William “Billy” Gray Jr.
Started in Elias Hasket Derby Sr.’s counting house. He moved the Sun Tavern which was Benjamin Brown’s old house to the corner of Liberty and Essex Street. On the spot he will build his fine mansion that would become the Essex House hotel after he makes his leave to Boston. William Brown was also a loyalist who lost his property on Derby Square. Lucy Brown would retain it so her father-in-law Elias Hasket Derby Sr. could build his wife the grand mansion there.
After supporting Jefferson in the Embargo Act and keeping the sailors in town who suffered from it well fed, he was forced to remove to Boston. During such time the country was poor and needed volunteers to gather subscriptions to build ships.

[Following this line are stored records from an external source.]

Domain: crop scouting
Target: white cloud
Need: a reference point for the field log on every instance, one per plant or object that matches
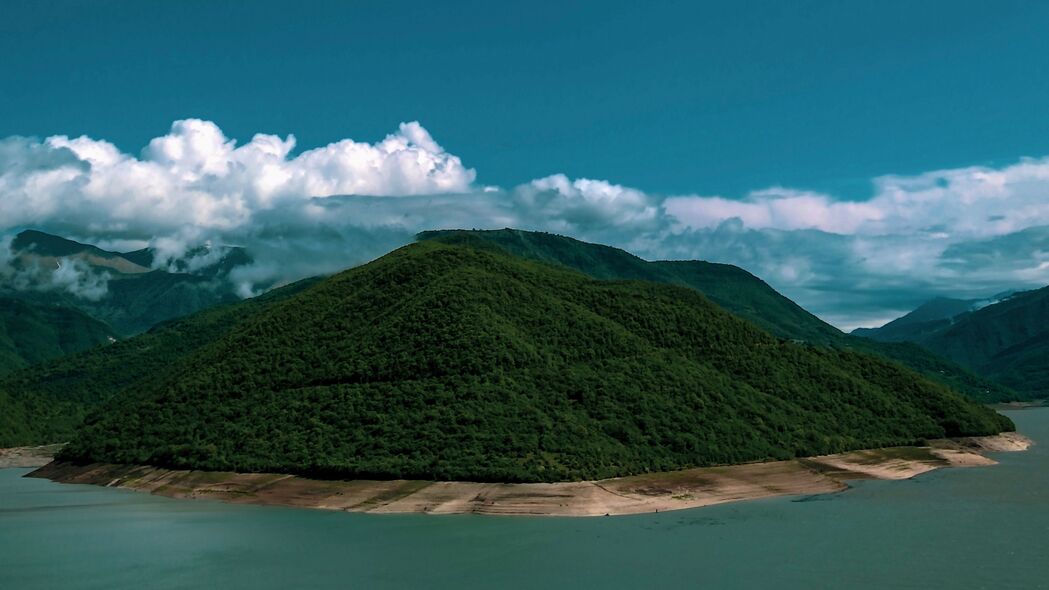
(196, 176)
(967, 231)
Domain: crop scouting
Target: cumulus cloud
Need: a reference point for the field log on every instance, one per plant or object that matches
(967, 231)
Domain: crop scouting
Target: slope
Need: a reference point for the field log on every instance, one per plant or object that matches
(448, 362)
(33, 333)
(731, 288)
(135, 296)
(45, 403)
(1006, 341)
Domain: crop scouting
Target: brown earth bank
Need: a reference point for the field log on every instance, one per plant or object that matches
(28, 456)
(648, 492)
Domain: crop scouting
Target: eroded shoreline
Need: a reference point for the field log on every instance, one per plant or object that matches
(648, 492)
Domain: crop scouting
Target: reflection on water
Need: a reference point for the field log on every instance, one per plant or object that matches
(957, 528)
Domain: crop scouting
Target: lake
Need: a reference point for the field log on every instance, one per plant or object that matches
(954, 528)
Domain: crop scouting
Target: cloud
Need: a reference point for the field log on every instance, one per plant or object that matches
(967, 231)
(196, 176)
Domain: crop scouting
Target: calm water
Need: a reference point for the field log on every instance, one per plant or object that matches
(959, 528)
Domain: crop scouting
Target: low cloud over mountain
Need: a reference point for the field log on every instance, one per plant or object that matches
(965, 231)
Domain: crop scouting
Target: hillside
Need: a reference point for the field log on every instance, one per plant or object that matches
(45, 403)
(731, 288)
(136, 296)
(927, 318)
(1007, 341)
(31, 333)
(448, 362)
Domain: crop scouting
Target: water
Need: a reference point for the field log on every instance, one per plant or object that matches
(955, 528)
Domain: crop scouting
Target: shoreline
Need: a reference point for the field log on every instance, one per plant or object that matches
(649, 492)
(28, 456)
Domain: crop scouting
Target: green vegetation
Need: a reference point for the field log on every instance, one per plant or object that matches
(45, 403)
(450, 362)
(1007, 341)
(136, 297)
(731, 288)
(33, 333)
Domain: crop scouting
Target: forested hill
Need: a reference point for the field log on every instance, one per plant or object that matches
(1007, 341)
(449, 362)
(33, 333)
(731, 288)
(134, 296)
(45, 403)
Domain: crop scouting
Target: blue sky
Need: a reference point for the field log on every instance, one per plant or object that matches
(812, 100)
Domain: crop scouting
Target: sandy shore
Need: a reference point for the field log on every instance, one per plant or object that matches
(650, 492)
(28, 456)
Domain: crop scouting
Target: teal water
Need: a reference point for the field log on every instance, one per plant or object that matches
(955, 528)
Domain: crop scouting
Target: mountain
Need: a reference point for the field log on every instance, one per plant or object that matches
(122, 290)
(731, 288)
(928, 318)
(1007, 341)
(1004, 338)
(31, 333)
(450, 362)
(45, 403)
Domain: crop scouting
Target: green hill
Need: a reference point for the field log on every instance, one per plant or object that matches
(449, 362)
(731, 288)
(45, 403)
(1007, 341)
(33, 333)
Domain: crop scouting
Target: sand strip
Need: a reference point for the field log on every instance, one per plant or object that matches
(28, 456)
(649, 492)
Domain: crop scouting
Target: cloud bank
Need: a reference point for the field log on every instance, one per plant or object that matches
(967, 231)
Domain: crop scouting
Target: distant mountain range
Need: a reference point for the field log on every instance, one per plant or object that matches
(125, 291)
(731, 288)
(1005, 338)
(454, 358)
(462, 361)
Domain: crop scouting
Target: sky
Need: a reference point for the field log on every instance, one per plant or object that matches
(859, 156)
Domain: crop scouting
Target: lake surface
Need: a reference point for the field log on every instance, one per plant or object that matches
(955, 528)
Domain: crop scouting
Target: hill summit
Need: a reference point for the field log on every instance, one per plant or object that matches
(450, 362)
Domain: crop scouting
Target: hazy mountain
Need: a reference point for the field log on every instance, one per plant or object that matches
(31, 333)
(442, 361)
(928, 318)
(1004, 338)
(123, 290)
(45, 403)
(1007, 341)
(731, 288)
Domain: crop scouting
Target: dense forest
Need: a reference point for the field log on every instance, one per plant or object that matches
(31, 333)
(44, 403)
(731, 288)
(451, 362)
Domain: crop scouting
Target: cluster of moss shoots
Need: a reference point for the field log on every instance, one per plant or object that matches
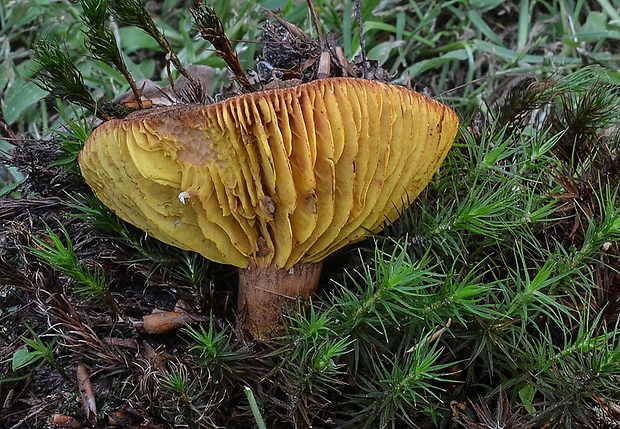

Gray and Derby Sr. were behind the efforts to raise the money for the Salem Beverly Bridge, the aqueduct from Danvers with Joshua Ward, and for the USS Essex in 1799. During the War of 1812 David Porter would be captain of the ship.
In his first biography Porter would tell of his genocides of native people in the Pacific and the massacres of English sailors on whaling ships on the Pacific during the War of 1812. Then the Navy will rewrite his biography and gloss over these facts.
Yes your history was correct, the War of 1812 was fought on the Atlantic and the west coast of North America was English, Russian, and Spanish. Admiral Farragut who served under Porter would later go on an massacre natives following his example.
He was appointed a director to the Boston Branch of The Second Bank of the United States in 1815. Previously he was a director in The First Bank of the United Sates with George Cabot. In 1817 Gray was President of Discounts and Deposits of the Boston Branch. Also he was an agent to sell shares with Essex Junto Israel Thorndike and Thomas H. Perkins for the bank. His apprentice Joshua Bates would become a partner in Baring Brothers Bank who was also connected to associate director Thomas H. Perkins. Bates would purchase large amount of shares for his English bank. William Gray Jr. would continue on to a be a senator from Boston and die the richest man in New England.
John Treadwell (1738-1811)
Moved to Salem where he became a state senator and judge of the Court of Common Pleas.
Joseph Waters
Appointed Navy agent to build the frigate Essex with Enos Briggs the master builder.
William Prescott Jr. (1762-1844)
William Prescott Jr. was a representative from MA who attended the 1814-15 Hartford Convention. Prescott was the only child of American Revolution leader Colonel William Prescott, who served at Bunker Hill in 1775. William Prescott, Jr., graduated from Harvard in 1783, and then taught at Brooklyn, Conn. and later at Beverly, MA. He passed the bar exam in 1787 after studying law in Beverly with Nathan Dane. Dane had taught Daniel Webster at Dartmouth. Webster and Dane attended the secessionist Hartford Convention with him. Prescott founded a law practice in Beverly.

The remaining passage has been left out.